MT sliding in β cells is stimulated by glucose.

(A-B) Frames from representative FRAP live-cell imaging sequences of MT sliding response to glucose stimulation. mEmerald-tubulin-expressing MIN6 cells. Inverted grayscale images of maximum intensity projections over 1 µm-thick stacks by spinning disk confocal microscopy. (A) A cell pretreated with 2.8mM glucose before the assay. (B) A cell pretreated with 2.8mM glucose and stimulated with 20 mM glucose before the assay. (A1-B1) The first frame after photobleaching. (A2-B2) A frame 5 minutes (300 seconds) after photobleaching. Light-blue dotted lines indicate the edges of the photobleached areas. Red arrows indicate MTs displaced into the bleached area. Scale bars, 5 µm. (C) Quantification of MT sliding FRAP assay in cells in 2.8mM versus 20mM glucose (see representative data in A-B). MT displacement is shown as area of MTs displaced into the bleached area after 5 minutes of recovery. One-way ANOVA test was performed for statistical significance (p-value <0.0001). N=16-24 cells per set (A-B Figure 6-Video 1 “ FRAP Low and High Glucose”). (D-E) MIN6 cells featuring fiducial marks at MTs due to co-expression of SunTag-KIF5B-560Rigor construct and Halo-SunTag ligand. Representative examples for cells in 2.8mM glucose (D) and a cell stimulated by 20mM glucose (E) are shown. Single-slice spinning disk confocal microscopy. Halo-tag signal is shown as inverted gray-scale image. Top panels show cell overviews (scale bars 5µm). Below, boxed insets are enlarged to show dynamics of fiducial marks (color arrows) at 1 second intervals (1-5 seconds). 0- to 5-second tracks of fiducial mark movement are shown in the bottom panel, each track color-coded corresponding to the arrows in the image sequences. N=6-11 cells (A-B Figure 6-Video 2 “ SunTag Low and High Glucose”). (F) Histogram of all 5-second displacement of fiducial marks in Low vs High glucose (G) Summarized quantification of stationary fiducial marks along MT lattice (5-second displacements below 0.15µm). Low glucose N=5,615 tracks across 11 cells, High glucose 5min N=2,259 tracks across 6 cells, High Glucose 20min N=3,059 tracks across 6 cells. P One-way ANOVA, p<0.001 (H) Summarized quantification of moving fiducial marks along the MT lattice (5-second displacements over 0.3µm). Low glucose N=2,595 tracks across 11 cells, High glucose 5min N=2,642 tracks across 6 cells, High Glucose 20min N=4,049 tracks across 6 cells. One-way ANOVA, p<0.001.
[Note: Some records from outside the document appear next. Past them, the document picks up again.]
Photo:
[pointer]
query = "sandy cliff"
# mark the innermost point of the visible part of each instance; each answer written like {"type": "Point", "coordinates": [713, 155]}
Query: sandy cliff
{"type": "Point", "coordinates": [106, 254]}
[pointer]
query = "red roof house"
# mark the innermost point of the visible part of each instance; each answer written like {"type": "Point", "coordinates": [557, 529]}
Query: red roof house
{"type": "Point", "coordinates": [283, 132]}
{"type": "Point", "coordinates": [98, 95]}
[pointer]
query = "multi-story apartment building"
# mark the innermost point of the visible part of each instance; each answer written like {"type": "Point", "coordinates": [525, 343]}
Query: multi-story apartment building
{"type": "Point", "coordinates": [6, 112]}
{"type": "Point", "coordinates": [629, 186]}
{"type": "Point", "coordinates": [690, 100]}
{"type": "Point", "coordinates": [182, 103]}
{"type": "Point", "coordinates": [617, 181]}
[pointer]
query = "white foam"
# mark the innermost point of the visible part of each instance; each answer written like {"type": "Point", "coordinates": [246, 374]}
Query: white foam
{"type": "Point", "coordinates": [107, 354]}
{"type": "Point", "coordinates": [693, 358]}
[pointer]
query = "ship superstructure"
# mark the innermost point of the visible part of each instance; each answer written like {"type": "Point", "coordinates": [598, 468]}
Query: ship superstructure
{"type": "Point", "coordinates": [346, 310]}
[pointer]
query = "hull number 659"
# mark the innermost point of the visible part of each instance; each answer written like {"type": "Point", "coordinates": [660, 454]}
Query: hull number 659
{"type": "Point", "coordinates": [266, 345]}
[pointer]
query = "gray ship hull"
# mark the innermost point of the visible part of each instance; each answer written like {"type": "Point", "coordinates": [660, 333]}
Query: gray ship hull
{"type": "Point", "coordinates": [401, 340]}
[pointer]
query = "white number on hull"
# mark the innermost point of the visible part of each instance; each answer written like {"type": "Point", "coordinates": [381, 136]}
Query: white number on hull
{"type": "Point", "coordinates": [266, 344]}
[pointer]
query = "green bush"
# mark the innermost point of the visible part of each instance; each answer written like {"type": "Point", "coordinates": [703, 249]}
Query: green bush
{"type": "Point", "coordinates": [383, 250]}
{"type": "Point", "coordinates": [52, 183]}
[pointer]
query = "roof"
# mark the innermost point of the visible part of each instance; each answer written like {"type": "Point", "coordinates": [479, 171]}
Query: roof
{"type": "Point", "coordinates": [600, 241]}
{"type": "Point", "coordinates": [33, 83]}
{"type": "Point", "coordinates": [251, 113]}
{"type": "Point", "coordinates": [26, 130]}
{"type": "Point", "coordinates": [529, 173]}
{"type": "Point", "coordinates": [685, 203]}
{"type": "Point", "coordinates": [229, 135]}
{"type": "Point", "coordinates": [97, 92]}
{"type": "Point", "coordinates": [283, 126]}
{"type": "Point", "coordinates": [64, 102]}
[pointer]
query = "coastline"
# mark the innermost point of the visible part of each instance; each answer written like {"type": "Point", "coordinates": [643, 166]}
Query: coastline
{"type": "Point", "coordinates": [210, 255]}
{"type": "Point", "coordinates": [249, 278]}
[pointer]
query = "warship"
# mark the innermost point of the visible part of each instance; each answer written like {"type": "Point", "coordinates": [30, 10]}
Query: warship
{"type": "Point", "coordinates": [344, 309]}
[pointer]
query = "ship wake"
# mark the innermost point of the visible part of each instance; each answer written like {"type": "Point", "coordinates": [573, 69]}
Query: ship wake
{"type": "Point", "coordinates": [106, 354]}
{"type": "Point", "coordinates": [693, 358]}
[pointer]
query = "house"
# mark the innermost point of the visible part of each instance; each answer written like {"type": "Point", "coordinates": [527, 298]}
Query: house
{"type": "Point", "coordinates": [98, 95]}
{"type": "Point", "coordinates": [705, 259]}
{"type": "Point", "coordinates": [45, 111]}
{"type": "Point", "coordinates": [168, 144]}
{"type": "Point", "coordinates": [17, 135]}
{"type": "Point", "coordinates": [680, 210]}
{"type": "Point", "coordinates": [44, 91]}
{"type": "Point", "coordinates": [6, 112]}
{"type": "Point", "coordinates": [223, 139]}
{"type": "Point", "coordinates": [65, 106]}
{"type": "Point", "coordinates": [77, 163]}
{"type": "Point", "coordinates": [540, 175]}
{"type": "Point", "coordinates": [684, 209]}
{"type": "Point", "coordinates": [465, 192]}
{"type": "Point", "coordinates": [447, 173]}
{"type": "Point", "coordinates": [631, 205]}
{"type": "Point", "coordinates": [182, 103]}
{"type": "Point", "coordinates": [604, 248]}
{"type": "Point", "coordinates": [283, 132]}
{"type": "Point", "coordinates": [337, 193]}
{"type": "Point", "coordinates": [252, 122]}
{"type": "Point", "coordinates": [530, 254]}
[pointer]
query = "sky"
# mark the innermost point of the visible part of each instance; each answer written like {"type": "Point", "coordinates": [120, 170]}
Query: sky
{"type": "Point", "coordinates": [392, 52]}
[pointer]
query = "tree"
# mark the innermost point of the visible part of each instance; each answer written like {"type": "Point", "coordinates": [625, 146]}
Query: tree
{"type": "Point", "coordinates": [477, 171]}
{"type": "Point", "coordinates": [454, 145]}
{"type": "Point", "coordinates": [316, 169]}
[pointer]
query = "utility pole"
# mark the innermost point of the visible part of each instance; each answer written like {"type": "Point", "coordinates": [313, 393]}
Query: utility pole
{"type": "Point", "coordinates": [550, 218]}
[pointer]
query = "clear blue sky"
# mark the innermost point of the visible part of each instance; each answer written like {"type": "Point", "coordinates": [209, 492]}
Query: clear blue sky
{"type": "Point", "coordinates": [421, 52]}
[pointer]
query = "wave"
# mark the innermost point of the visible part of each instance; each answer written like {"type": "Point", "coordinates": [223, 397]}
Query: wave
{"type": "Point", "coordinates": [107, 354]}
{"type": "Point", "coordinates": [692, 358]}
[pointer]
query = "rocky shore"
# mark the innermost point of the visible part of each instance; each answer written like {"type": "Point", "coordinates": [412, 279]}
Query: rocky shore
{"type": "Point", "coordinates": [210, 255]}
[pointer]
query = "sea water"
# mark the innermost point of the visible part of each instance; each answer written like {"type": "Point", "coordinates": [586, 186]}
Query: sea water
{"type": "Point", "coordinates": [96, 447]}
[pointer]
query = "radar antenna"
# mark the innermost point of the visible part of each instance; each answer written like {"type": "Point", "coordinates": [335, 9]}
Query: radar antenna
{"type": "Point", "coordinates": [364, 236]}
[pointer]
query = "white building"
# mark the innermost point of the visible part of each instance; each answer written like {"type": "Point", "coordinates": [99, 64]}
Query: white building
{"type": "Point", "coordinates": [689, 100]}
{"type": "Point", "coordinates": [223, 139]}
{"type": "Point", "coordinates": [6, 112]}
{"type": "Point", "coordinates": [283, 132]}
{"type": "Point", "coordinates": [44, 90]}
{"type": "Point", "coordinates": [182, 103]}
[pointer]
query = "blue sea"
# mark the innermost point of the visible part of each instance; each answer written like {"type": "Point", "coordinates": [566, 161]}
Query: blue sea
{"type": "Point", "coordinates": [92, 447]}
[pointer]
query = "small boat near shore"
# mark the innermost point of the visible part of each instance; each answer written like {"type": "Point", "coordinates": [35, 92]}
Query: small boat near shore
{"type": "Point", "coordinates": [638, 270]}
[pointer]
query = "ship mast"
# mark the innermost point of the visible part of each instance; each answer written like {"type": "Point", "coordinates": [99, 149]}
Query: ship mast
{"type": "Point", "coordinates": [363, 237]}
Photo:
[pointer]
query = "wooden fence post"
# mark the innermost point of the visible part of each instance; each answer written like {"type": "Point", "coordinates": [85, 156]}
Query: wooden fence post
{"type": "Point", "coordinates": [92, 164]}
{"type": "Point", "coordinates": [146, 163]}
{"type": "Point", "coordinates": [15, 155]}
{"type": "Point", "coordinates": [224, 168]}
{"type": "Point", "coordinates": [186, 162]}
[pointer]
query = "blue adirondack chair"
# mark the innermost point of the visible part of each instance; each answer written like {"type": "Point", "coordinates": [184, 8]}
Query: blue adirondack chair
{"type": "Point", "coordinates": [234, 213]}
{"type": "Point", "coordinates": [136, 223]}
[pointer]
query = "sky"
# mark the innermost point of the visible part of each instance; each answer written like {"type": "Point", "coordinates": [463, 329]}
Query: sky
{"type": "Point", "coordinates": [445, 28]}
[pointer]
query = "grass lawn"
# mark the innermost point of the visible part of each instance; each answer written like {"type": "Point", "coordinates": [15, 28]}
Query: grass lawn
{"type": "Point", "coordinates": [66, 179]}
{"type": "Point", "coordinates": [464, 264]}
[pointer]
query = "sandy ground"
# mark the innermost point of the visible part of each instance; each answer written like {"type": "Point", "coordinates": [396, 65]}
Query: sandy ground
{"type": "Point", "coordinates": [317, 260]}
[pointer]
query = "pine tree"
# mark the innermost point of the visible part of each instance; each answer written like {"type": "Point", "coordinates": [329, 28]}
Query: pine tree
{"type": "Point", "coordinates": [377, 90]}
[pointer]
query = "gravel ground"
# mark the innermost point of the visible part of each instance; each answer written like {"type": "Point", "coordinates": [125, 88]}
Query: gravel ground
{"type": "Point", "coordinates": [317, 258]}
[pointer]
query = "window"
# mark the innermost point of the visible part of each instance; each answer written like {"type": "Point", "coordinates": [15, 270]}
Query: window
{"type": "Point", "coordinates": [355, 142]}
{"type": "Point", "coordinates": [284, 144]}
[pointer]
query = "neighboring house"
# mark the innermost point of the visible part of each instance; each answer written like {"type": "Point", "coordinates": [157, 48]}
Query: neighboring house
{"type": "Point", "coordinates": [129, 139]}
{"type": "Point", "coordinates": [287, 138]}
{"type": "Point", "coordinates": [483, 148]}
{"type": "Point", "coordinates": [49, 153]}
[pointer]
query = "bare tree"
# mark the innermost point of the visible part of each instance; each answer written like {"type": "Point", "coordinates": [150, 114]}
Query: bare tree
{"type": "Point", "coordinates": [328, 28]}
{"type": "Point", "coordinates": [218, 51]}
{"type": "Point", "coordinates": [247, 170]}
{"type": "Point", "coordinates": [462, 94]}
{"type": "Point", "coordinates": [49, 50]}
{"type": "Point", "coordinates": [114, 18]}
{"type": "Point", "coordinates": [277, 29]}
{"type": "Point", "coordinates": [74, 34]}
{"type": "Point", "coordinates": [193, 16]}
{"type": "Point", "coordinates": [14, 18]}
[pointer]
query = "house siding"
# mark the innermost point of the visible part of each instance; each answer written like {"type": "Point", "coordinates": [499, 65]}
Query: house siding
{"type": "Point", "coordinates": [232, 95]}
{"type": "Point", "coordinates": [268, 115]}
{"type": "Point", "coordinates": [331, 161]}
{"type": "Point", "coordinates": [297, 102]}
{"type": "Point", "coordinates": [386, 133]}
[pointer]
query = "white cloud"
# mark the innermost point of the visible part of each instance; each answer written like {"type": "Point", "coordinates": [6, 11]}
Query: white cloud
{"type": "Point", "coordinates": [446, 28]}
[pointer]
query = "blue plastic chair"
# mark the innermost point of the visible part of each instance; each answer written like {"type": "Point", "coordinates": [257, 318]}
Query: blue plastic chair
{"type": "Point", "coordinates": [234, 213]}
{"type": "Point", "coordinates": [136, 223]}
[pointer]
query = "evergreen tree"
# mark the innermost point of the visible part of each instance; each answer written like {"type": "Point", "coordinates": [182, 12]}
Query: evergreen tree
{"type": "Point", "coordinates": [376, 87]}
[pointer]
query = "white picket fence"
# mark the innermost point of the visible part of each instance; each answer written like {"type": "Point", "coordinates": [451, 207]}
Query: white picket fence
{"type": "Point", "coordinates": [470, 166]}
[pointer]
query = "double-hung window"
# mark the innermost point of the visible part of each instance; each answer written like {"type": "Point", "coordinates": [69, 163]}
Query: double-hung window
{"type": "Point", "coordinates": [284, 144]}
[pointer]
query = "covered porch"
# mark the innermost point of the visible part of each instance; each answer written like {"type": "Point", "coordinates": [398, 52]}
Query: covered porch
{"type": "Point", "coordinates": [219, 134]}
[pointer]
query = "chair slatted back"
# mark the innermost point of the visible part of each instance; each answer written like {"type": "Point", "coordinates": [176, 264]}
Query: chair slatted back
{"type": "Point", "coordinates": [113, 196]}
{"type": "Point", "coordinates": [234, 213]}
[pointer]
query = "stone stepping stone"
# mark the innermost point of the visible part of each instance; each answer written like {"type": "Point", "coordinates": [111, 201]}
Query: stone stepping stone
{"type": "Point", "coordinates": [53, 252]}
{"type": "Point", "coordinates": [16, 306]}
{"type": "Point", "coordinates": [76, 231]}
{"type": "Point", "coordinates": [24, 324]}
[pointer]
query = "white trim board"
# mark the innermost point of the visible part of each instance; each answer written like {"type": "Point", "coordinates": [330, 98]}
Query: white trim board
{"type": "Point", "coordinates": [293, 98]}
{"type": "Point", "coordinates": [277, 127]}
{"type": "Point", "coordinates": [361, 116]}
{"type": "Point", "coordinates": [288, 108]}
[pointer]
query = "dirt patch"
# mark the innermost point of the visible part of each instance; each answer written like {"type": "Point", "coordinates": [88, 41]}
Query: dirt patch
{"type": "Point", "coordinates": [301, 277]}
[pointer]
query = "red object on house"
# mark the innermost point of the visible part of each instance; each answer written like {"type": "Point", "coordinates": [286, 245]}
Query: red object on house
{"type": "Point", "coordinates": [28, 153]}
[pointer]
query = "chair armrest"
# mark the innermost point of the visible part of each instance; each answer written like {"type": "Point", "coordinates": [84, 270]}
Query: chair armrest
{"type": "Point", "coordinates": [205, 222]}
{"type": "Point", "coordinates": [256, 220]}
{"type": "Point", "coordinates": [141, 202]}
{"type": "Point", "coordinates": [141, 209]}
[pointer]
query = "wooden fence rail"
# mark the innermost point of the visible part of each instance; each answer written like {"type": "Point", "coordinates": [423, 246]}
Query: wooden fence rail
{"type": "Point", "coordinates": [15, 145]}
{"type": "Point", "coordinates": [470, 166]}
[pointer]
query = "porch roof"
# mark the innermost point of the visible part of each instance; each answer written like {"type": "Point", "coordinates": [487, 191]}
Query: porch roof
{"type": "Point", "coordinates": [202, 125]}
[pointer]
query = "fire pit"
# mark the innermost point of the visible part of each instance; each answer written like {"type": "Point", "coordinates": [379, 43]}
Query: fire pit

Schematic of the main results and predictions.

(A) Role of KIF5B-dependent MT sliding in MT density at the cell periphery. (B) Role of KIF5B-dependent MT sliding in the alignment of peripheral MTs. (C) Potential role of glucose-facilitated KIF5B-dependent MT sliding in forming temporal openings in the peripheral MT array by moving fragmented MTs aside or MT looping. (D) Potential role of glucose-facilitated KIF5B-dependent MT sliding in repair of the peripheral MT array, partially destabilized/fragmented downstream of glucose. Track MTs, green. Cargo MTs, blue. Kinesin-1, black. Direction of kinesin movement shown as solid arrow. Subsequent steps of the process shown as dashed double arrows.